The idea is very simple, just tell the printer to ‘listen’ and the 2040 to ‘talk,’ and stand back so they can do their respective things. Of course, there are a couple preliminaries: you have to set up a disk file containing the image of the file you want printed and then tell the 2040 that's the file it's supposed to ‘talk.’ The first part is very easy—let's take a program listing, for example: You probably now do something like this
OPEN 4, 4 : CMD 4 : LIST PRINT #4,; : CLOSE 4
The only change necessary would be to open the output file to the disk with an appropriate filename, e.g.:
OPEN 4, 8, 8, "0 : ← any name →, S, W" : CMD 4 : LIST PRINT #4,; : CLOSE 4
and, in this case, DON'T FORGET TO CLOSE THE FILE or you may lose it entirely!

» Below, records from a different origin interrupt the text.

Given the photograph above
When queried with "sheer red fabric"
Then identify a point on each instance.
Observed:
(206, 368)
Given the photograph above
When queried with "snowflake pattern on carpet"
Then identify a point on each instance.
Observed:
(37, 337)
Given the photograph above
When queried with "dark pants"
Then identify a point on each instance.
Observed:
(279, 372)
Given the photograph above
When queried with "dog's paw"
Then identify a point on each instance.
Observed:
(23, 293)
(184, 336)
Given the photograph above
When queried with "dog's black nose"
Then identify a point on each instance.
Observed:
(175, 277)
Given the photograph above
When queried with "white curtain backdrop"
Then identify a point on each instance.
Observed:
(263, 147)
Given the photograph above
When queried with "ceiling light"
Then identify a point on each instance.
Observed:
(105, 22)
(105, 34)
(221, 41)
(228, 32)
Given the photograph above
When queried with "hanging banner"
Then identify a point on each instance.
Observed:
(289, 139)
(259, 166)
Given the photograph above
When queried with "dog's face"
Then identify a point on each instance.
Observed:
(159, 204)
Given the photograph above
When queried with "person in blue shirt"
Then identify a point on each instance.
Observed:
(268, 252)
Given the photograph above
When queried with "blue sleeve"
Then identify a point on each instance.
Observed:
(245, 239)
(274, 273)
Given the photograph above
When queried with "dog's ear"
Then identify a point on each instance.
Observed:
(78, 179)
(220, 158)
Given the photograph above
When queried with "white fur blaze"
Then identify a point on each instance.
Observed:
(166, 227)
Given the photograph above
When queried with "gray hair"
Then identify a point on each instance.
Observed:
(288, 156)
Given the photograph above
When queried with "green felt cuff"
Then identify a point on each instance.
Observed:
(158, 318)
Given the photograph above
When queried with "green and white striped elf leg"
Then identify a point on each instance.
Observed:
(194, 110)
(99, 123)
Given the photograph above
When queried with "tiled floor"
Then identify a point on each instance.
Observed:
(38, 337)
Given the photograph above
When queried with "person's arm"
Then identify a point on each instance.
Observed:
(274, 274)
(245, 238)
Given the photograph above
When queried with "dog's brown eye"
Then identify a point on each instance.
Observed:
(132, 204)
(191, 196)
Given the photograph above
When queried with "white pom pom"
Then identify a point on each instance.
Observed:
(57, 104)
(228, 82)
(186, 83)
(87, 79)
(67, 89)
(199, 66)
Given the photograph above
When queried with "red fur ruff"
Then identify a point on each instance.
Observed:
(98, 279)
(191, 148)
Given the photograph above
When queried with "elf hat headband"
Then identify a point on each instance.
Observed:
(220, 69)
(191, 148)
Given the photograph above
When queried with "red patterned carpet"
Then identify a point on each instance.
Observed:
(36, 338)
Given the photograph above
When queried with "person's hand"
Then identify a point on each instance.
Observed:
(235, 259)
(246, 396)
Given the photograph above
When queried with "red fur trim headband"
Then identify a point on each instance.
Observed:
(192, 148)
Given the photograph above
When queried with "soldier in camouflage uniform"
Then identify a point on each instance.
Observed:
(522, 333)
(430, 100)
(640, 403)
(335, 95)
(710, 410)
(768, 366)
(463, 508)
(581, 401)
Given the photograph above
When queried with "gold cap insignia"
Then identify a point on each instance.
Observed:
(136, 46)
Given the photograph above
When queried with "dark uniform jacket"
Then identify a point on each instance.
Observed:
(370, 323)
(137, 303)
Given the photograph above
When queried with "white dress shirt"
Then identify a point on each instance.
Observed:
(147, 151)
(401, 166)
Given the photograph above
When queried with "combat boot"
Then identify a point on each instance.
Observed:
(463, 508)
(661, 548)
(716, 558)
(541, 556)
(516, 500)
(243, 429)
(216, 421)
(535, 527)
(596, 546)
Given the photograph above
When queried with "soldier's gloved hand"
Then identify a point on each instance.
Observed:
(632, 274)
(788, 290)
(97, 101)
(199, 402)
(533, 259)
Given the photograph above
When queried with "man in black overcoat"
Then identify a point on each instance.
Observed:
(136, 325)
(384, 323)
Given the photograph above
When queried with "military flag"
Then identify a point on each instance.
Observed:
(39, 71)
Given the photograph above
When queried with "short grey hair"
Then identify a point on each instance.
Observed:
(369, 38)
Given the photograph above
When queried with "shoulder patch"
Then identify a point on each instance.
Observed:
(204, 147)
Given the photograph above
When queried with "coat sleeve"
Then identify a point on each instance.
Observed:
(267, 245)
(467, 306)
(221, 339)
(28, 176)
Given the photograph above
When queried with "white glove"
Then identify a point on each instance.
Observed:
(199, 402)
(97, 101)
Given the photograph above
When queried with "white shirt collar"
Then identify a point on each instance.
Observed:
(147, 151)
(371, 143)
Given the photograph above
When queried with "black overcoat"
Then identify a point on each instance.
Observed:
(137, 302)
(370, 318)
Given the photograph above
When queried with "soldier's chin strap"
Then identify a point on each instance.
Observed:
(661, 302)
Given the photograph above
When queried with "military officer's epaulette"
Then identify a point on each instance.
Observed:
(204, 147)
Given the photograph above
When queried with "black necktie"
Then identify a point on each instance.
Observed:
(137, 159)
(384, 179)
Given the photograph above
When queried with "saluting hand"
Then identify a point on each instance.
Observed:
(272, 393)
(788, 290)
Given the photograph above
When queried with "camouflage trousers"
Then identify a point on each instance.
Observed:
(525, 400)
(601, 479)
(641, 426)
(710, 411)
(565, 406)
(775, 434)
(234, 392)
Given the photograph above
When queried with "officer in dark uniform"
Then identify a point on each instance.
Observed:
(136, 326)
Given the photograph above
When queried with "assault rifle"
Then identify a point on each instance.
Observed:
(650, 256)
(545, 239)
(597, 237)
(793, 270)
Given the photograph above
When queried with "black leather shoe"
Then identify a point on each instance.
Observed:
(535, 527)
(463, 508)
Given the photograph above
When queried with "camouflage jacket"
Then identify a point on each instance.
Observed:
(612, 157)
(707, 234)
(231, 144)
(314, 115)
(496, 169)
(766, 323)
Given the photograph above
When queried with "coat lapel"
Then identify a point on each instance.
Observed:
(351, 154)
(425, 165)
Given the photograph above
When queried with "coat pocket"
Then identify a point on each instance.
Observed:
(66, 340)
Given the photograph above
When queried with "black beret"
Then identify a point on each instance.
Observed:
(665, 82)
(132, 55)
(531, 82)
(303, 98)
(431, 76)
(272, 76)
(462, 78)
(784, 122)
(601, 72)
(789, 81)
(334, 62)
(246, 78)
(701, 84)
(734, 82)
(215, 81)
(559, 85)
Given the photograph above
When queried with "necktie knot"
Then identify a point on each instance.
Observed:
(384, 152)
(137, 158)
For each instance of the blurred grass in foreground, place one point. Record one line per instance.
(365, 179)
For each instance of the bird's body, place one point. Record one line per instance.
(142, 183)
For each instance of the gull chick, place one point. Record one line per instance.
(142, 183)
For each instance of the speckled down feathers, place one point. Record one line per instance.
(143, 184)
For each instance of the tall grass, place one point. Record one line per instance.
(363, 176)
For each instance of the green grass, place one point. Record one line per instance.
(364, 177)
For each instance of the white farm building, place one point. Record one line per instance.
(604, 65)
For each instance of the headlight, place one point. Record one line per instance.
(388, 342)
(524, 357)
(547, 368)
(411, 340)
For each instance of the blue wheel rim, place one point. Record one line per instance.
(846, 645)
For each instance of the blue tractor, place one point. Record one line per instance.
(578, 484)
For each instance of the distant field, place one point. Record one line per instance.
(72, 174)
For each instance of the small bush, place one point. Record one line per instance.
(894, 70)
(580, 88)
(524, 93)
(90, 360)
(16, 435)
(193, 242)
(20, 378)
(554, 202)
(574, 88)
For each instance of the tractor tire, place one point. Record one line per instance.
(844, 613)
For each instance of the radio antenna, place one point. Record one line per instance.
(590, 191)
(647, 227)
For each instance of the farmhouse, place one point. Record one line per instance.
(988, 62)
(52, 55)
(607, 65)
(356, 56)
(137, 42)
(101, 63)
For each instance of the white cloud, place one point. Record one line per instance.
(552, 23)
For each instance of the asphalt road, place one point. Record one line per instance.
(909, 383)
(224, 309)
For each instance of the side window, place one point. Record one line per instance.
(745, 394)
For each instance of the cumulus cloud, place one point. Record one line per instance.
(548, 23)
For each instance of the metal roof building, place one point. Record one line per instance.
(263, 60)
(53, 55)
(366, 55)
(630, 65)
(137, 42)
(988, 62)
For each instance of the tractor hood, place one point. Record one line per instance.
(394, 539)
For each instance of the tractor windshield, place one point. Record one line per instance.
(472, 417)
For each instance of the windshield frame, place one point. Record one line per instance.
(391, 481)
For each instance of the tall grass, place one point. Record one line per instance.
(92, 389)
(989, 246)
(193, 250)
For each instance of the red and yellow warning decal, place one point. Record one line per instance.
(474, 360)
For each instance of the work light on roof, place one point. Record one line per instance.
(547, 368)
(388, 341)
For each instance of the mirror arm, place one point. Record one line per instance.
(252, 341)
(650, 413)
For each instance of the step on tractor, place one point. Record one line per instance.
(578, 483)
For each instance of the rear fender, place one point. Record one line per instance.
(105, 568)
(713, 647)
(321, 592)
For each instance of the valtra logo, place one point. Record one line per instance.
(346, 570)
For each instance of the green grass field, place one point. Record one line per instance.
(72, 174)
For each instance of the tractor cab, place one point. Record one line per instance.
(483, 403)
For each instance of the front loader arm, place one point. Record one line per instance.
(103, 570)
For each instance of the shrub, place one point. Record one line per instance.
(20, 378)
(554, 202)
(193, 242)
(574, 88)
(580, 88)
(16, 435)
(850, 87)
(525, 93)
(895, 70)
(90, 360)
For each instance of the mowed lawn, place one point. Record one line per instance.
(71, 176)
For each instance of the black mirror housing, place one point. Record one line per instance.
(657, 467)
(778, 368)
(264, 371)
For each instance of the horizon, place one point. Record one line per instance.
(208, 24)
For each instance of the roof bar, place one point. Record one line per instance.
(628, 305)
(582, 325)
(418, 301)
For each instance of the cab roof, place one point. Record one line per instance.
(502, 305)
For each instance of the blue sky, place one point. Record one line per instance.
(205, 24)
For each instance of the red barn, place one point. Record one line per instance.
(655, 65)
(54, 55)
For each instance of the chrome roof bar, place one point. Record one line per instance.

The next part is to tell the 2040 you want to access this file:
OPEN 4, 8, 8, "←whatever name you used→, S,R"
Now you're ready for ‘no hands’ hardcopy! First, you tell the 2040 to ‘talk’ the file you've just opened :
POKE 165, 72 : SYS 61668 : POKE 165, 104 : SYS 61668
To explain the above line: 165 is the address of the IEEE bus output character buffer. 72 (64 + 8) is the ‘talk’ address for device 8 (That's the 2040, unless you've changed the address jumpers). 104 (96 + 8) is the secondary address (or channel) corresponding to the second ‘8’ in the last OPEN statement above. And 61668 is the beginning of the ROM routine which outputs a command to the IEEE bus. This routine conveniently leaves the ATN line on the bus down, so the 2040 won't start ‘talking’ just yet.
Next you tell the printer (device #4 in this example) to ‘listen’ and you make the PET forget it was supposed to be sending its output to the IEEE bus :
OPEN 5,4 : CMD 5 : POKE 176, 3 : POKE 174, 0
At this point the 2040 will start ‘talking’; the printer, printing; and the PET will be ‘READY.’ for whatever you want—except you can't use the IEEE bus! Therefore, unless you're going to load from cassette (YUK!), you'd better LOAD whatever disk program file you need before executing the last two lines of ‘direct’ code above.
Finally, when the clatter over at the printer stops, you can close the open disk file (and turn off that pesky LED) either by re-initializing the drive or with the following:
OPEN 1, 8, 8 : CLOSE 1
Here, the important thing is to use the same secondary address as was used in the OPEN which accessed the disk file. Notice the filename is unnecessary.